Capítulo 17
Sevilla, 28 de septiembre de 1613
El viaje de regreso a Sevilla, a pesar de adolecer de enemigos y tormentas, estuvo entretenido por la lectura, los paseos en cubierta, los juegos de dados y cartas, la pesca, los cantos y bailes a la guitarra, el montaje de obras de teatro, las declamaciones del Rana y, sobre todo, para Pedro, por el recuerdo a cada instante de los días vividos junto a Inés.
Tenían tantos planes… Sin embargo, al final no había habido viaje a Europa ni a las Indias, ni boda. Como la condesa le había contado por carta, el mismo día en que el arzobispo les concedió la licencia para casarse, su tío decidió encerrarla en una torre, de la que Pedro iba a sacarla en cuanto desembarcara.
Y no quedaba nada para que eso sucediera, porque ya se atisbaba a la nave capitana de la flota por el recodo sur del río.
Pedro se sabía de memoria lo que estaría ocurriendo en ese instante en Sevilla: repique de las campanas de la Torre, primero grave y cadencioso y después, el inconfundible tañido a fiesta, alegre y presuroso, porque los galeones regresaban con la panza llena de plata y oro.
Sevilla entera, entre vivas a Dios, al Rey y al diablo, estaría rompiéndose de júbilo ante la inminente llegada de la Flota: desde los banqueros y comerciantes hasta los pícaros y los trileros.
El único que no iba a regocijarse con el arribo de la Flota iba a ser el conde de Tovar, claro que todavía en ese momento aún ni sospechaba la suerte que le aguardaba.
Y cada vez quedaba menos, pues ya podía escucharse la salva fragorosa lanzada por la batería de cañones de la Torre del Oro con motivo de la entrada al puerto de la nave capitana. Salvas que se sucedieron hasta que el navío llegó al muelle entre los aplausos del público, que estaba envuelto en el humo de los cañones y un intenso olor a pólvora.

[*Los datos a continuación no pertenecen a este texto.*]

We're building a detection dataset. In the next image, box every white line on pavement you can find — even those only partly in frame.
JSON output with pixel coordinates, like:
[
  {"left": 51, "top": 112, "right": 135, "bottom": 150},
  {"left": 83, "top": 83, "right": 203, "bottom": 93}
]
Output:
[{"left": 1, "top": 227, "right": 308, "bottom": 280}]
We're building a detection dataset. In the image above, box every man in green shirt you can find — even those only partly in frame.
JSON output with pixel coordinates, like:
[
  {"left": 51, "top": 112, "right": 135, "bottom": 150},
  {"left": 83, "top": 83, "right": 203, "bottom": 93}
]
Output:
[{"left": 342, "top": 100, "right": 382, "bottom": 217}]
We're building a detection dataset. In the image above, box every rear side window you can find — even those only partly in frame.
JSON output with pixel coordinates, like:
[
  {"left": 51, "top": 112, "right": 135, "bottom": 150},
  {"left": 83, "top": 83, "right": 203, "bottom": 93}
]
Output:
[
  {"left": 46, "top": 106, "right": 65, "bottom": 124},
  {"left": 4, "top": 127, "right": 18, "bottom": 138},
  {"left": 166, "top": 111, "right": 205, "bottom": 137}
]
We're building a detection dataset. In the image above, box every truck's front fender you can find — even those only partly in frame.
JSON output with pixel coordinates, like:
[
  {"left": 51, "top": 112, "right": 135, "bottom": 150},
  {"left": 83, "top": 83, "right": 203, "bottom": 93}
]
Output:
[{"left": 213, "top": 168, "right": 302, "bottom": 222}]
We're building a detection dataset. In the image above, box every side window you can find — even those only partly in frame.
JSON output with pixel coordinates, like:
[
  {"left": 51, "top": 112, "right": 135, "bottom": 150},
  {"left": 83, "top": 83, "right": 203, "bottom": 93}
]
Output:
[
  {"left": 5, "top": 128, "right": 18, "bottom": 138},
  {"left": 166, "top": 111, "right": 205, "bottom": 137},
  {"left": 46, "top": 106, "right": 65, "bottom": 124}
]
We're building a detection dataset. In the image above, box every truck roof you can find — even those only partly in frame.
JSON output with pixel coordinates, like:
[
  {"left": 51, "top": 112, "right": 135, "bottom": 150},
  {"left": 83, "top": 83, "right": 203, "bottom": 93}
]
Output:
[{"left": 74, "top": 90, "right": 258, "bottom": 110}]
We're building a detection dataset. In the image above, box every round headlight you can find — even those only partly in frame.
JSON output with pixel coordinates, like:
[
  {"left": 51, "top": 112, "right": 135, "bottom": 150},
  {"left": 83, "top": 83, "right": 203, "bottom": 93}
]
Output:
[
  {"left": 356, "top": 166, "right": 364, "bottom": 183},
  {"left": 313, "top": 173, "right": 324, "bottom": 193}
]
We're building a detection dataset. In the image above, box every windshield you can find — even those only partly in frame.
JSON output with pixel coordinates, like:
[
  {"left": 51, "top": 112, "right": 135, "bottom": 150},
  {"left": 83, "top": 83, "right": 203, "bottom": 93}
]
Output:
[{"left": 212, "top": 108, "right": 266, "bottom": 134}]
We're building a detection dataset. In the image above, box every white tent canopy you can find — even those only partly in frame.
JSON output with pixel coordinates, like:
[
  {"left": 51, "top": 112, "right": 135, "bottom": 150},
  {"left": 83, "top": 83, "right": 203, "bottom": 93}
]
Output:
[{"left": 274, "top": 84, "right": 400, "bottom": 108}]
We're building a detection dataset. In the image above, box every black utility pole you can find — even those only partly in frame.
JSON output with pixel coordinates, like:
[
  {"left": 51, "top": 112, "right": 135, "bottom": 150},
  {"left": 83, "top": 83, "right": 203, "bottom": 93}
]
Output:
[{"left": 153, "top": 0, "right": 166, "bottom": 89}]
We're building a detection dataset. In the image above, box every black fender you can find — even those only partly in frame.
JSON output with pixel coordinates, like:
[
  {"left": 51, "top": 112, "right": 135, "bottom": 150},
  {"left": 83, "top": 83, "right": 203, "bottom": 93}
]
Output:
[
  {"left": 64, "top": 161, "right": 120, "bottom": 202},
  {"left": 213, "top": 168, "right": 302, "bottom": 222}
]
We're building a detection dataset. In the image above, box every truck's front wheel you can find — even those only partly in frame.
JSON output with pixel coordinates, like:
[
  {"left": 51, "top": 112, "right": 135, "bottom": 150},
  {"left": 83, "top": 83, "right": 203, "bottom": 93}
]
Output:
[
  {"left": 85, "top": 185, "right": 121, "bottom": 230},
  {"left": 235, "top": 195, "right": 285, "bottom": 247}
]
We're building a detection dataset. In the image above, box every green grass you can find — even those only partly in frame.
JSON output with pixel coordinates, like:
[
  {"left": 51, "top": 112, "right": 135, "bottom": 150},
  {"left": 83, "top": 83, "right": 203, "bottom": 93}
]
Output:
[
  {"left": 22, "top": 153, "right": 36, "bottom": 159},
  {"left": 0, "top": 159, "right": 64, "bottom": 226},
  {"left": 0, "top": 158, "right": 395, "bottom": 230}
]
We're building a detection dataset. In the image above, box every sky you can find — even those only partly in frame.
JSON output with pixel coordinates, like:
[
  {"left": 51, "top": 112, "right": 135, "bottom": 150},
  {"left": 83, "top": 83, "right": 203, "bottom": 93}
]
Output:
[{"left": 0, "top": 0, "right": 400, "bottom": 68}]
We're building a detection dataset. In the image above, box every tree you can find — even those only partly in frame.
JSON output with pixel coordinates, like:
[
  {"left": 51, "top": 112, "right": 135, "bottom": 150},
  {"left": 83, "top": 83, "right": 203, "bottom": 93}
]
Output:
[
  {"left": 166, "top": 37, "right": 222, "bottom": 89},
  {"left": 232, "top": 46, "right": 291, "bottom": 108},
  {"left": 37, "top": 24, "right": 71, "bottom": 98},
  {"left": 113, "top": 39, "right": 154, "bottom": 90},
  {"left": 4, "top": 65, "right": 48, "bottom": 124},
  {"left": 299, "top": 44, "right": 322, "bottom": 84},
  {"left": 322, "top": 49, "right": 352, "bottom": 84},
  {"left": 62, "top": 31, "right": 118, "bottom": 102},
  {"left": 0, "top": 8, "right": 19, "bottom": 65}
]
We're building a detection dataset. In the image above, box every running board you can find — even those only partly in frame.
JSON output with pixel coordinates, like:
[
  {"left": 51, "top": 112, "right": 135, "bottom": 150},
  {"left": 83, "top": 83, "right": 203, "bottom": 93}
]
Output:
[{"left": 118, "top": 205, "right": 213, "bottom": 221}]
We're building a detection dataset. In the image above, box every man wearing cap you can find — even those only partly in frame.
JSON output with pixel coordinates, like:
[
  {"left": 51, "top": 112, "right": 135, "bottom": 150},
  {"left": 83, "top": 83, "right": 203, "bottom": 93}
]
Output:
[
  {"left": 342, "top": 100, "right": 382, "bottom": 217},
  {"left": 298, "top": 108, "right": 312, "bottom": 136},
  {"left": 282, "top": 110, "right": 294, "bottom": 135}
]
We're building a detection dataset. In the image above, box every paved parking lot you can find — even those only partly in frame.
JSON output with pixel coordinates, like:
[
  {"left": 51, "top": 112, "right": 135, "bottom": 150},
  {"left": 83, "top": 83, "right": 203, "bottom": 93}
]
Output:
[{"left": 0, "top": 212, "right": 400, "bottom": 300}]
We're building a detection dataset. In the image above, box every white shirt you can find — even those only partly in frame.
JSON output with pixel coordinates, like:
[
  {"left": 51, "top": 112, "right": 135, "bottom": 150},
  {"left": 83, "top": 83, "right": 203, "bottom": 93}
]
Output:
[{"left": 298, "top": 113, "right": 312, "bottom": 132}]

El navío Virgen del Carmen alcanzó el muelle poco después y Pedro, tras ponerse sus ropajes más elegantes, se dispuso a desembarcar a toda prisa entre el bullicio de pasajeros que aún andaban recogiendo sus posesiones.
—¿Adónde vas, capitán? —gritó el Rana cuando Pedro ya tomaba la rampilla de bajada a tierra.
—Donde no te importa.
—¡Me encanta ese lugar! ¡Voy contigo!
—Rana, quédate con mi madre.
—Doña Juana irá con el capitán, no me necesita para nada.
—Yo tampoco... —A Pedro le dolió decir esto, pero quería ir solo a encontrarse con el conde de Tovar.
—Tú sí que me necesitas y no pienso dejarte solo, lo quieras o no.
—Voy a dar la orden de que se te retenga en el barco, lo quieras o no —replicó, retándole con la mirada.
—Tengo metido en el bolsillo con mis versos a toda la marinería. Dispón lo que quieras, que yo lo desharé a mi antojo.
—Eres mi grano en el culo, Rana —claudicó Pedro con media sonrisa.
—¡Vamos, capitán! ¡Sevilla nos aguarda! —gritó el Rana, lanzándose por la rampilla.
Ya en tierra, se subieron a un carruaje que los condujo a la residencia de los condes de Tovar en la collación de Santa María la Mayor.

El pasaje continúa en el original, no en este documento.